The covers that Nirvana played unplugged in New York

The covers that Nirvana played unplugged in New York

Thirty years ago, on November 1, 1994, it was released “MTV Unplugged in New York” of the Nirvanathe band’s first live album Kurt Cobain. Among the 14 tracks contained in the album and recorded the year before in Sony Studios in New York, one song comes from their debut “Bleach”four from the album “Nevermind” (read the review here), three from “In utero” (read the review here) and six are covers. Let’s see which ones.

By Maurilio Giordana (blog owner “MyWay”)

“Jesus Wants Me for a Sunbeam” is a song that the Scots Vaselines they first released in 1987. It is a parody of a Christian children’s song that dates back to the early 1900s.

Before singing it Kurt explains: “it’s a reinterpretation of an old Christian song, I think. But we do it the Vaselines way”

David Bowie writes “The man who sold the world” in 1970 when he was only 19 years old, as a metaphor for his tendency towards continuous transformation and as a celebration of the charm of dual personalities. According to the manufacturer Tony Visconti the text was composed at the last moment, starting from a verse of the poem “Antigonish” Of Hughes Mearnsquite well known in Anglo-American culture. At the time the album “The Man Who Sold the World” it didn’t go beyond number 105 in the US charts. Bowie will joke about the unexpected popularity of the song thanks to Kurt Cobain: “I know that when I sing it live, the younger kids in the audience think: ‘How cool, Bowie is doing a Nirvana song!'”.

The version of Nirvana it’s dirtier and darker than the original. The lyrics are also different: in the second verse, where Bowie sings “we must have died alone”Kurt chooses instead “I must have died alone”a sinisterly prophetic verse in light of what would happen a few months later. To date the cover of Nirvana it has over 550 million views on YouTube while the original version does not reach 9 million.

In the concert lineup Cobain included three songs by Meat Puppetswhich were performed together with the brothers Curt and Chris Kirkwood. All three songs, “Plateau”, “Oh Me” And “Lake of Fire” they come from the group’s second album entitled “Meat Puppets II” published in 1984 and bear the signature of Curt Kirkwood. THE Nirvana they had never performed the Arizona cult band’s songs before and will not do so again in the future.

Plateau – Meat Puppets

Plateau – Nirvana

Oh Me – Meat Puppets

Oh Me – Nirvana

Lake of Fire – Meat Puppets

Lake of Fire – Nirvana

The album ends with the cover of “Where did you sleep last night?”a song from the American folk tradition.

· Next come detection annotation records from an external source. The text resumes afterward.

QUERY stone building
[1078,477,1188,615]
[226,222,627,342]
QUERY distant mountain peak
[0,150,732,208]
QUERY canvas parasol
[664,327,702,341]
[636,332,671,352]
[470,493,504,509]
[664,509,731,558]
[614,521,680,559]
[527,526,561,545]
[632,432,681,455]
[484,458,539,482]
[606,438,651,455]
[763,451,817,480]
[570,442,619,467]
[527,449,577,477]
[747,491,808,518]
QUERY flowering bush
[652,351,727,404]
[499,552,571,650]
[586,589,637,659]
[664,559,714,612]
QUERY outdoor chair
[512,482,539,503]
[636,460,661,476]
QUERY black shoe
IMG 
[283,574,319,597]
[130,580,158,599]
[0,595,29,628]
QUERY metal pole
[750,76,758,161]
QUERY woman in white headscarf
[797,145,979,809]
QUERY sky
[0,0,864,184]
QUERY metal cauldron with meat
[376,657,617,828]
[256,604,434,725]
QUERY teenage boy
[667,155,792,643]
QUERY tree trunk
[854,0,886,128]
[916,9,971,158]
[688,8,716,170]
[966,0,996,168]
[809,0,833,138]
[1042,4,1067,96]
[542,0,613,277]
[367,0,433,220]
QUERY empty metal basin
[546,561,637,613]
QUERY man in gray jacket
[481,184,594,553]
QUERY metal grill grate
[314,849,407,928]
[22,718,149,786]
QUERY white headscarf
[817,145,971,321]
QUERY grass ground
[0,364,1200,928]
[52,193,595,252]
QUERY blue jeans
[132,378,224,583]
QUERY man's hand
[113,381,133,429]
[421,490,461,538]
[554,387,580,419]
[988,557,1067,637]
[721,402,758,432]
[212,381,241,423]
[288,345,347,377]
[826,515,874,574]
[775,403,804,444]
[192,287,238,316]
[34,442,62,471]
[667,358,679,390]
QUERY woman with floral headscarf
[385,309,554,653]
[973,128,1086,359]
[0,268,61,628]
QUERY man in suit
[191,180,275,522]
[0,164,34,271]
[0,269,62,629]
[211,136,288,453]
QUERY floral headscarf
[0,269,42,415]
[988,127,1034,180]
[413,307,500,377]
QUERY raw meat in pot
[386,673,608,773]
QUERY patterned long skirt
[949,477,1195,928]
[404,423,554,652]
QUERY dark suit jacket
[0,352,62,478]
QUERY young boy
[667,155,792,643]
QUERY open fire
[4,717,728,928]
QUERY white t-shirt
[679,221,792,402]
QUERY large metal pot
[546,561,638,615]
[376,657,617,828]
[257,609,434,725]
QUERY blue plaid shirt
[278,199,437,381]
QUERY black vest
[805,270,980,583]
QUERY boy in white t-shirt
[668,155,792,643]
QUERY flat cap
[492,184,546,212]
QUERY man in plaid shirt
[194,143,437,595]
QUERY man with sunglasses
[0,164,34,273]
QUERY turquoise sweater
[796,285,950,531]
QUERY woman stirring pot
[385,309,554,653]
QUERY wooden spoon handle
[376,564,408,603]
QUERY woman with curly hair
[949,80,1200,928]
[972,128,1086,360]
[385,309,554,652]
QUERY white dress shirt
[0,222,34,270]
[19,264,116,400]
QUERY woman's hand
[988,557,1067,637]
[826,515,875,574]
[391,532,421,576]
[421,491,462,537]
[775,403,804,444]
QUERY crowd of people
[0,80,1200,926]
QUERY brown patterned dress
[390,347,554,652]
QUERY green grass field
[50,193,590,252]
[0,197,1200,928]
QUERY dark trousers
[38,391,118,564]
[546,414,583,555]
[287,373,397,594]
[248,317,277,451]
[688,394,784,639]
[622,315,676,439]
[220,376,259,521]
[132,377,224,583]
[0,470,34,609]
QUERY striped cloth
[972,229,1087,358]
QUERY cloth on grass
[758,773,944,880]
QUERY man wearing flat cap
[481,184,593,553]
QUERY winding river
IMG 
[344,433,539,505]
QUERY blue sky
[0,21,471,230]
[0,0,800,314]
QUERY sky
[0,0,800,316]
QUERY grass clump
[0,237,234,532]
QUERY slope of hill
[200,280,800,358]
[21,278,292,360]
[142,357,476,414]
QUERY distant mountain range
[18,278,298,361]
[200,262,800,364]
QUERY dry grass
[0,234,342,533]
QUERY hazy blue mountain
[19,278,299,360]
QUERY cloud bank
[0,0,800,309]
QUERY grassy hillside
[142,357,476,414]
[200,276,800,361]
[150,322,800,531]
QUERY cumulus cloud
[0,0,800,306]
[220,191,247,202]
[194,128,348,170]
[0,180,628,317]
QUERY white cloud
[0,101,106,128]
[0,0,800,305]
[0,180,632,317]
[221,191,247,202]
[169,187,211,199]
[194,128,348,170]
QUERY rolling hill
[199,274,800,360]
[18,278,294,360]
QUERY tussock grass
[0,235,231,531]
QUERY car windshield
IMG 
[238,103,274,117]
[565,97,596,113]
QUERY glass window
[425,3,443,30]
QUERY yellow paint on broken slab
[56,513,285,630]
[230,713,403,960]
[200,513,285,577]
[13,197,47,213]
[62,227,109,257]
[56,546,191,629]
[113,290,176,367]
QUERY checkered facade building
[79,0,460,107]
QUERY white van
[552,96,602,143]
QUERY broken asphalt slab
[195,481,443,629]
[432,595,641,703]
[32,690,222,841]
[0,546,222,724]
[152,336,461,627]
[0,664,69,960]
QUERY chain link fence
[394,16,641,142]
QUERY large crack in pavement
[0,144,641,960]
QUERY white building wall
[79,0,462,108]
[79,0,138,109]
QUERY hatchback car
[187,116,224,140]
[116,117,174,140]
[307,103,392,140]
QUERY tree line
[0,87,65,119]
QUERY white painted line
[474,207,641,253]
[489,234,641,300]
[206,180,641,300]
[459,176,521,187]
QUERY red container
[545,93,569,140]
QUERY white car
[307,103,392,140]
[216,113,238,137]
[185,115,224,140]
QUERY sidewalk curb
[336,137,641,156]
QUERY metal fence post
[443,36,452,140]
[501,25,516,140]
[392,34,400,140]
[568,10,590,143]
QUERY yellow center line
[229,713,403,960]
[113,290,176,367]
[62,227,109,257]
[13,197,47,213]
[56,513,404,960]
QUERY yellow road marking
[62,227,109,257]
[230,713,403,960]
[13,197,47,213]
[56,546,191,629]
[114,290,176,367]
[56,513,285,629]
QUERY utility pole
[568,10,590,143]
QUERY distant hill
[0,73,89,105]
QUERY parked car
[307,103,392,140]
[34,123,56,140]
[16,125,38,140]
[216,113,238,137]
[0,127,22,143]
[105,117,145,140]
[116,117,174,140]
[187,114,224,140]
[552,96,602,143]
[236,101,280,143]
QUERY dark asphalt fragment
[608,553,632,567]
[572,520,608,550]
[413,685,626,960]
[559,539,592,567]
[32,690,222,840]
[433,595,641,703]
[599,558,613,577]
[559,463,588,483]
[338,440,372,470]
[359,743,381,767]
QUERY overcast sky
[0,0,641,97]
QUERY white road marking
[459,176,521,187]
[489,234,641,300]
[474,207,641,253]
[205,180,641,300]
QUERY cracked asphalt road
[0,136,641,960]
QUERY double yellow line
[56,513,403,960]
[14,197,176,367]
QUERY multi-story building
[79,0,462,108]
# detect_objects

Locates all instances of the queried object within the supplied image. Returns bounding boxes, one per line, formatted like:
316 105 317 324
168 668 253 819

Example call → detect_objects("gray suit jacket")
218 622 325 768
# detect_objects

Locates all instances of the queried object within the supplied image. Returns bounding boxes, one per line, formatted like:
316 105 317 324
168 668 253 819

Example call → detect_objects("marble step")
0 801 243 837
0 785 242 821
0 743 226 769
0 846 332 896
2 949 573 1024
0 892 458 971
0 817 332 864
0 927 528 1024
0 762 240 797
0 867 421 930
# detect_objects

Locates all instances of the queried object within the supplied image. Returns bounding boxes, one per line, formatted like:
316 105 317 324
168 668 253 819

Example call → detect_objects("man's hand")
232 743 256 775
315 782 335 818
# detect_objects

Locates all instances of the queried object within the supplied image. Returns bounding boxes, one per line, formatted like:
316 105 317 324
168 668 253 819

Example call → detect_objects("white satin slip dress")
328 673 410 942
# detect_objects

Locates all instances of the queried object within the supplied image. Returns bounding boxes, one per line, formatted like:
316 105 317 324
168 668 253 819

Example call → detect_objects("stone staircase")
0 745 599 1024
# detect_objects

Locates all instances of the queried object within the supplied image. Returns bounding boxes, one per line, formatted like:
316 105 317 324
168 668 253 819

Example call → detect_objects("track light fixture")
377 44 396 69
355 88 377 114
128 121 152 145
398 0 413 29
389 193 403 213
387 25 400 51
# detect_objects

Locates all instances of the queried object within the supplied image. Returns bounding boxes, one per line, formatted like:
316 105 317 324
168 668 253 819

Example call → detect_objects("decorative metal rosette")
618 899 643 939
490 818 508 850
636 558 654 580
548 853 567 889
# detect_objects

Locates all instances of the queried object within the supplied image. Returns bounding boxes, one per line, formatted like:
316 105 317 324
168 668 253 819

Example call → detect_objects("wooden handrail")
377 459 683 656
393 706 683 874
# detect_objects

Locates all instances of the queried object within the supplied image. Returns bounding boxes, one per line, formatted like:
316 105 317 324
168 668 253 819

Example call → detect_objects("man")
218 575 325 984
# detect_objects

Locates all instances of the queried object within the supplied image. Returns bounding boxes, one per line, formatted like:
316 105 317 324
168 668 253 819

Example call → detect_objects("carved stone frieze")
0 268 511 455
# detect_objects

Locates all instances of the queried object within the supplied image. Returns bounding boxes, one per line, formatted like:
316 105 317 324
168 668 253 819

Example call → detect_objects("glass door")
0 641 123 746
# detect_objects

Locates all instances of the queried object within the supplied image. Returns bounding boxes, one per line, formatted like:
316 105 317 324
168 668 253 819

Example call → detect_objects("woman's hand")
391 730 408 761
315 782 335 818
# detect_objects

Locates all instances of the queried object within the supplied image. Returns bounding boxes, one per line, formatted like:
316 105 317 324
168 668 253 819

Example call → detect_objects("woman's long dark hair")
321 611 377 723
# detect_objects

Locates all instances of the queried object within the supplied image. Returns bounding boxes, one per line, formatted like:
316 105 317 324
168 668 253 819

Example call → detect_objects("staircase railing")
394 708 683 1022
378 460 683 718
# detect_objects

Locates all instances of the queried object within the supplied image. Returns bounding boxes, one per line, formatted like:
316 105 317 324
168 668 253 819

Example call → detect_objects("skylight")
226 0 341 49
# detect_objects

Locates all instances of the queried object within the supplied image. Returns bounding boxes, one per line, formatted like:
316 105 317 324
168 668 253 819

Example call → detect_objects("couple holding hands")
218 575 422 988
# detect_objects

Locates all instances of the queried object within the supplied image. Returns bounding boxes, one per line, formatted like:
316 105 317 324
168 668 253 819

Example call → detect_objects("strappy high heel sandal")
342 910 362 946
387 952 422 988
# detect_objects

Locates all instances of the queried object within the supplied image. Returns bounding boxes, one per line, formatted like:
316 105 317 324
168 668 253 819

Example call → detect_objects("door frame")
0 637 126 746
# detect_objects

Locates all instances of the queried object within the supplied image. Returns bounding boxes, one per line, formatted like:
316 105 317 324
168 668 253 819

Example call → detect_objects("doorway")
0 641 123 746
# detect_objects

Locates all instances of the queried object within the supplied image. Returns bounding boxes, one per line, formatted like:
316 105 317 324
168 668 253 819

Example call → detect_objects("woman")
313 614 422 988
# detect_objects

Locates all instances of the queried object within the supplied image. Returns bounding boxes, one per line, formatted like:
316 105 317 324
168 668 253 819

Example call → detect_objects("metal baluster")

It is impossible to establish its authorship but it is probable that the piece was composed around 1870 with the title “In The Pines”. Over the years it was brought to the attention of an increasingly wider audience by the bluegrass legend Bill Monroe and the blues musician Lead Belly: Both recorded various versions of the song between the 1940s and 1950s.

To make the song known to Kurt Cobain it was his friend Mark Lanegansinger of Screaming Treeswhich he discovered “Where Did You Sleep Last Night” thanks to his father’s vinyl collection,

Lanegan will record a cover of the song on his first solo album, “The Winding Sheet”released in 1990 and will involve in the recording Kurt Cobain on electric guitar and choirs. In both Lanegan’s and Nirvana’s versions the lyrics of the song are changed and “Black Girl” becomes “My girl”.

The cover of “Where Did You Sleep Last Night” was the final piece of the performance Nirvana; Kurt announces it as “a song written by my favorite artist” and jokes to the audience that he asked David Geffen to buy him the original guitar of Lead Belly which is on sale for 500 thousand dollars. The producer of the show, Alex Colettisaid that he tried to ask Cobain to do an encore but that he refused, explaining: “I don’t think we can do better than the last song”.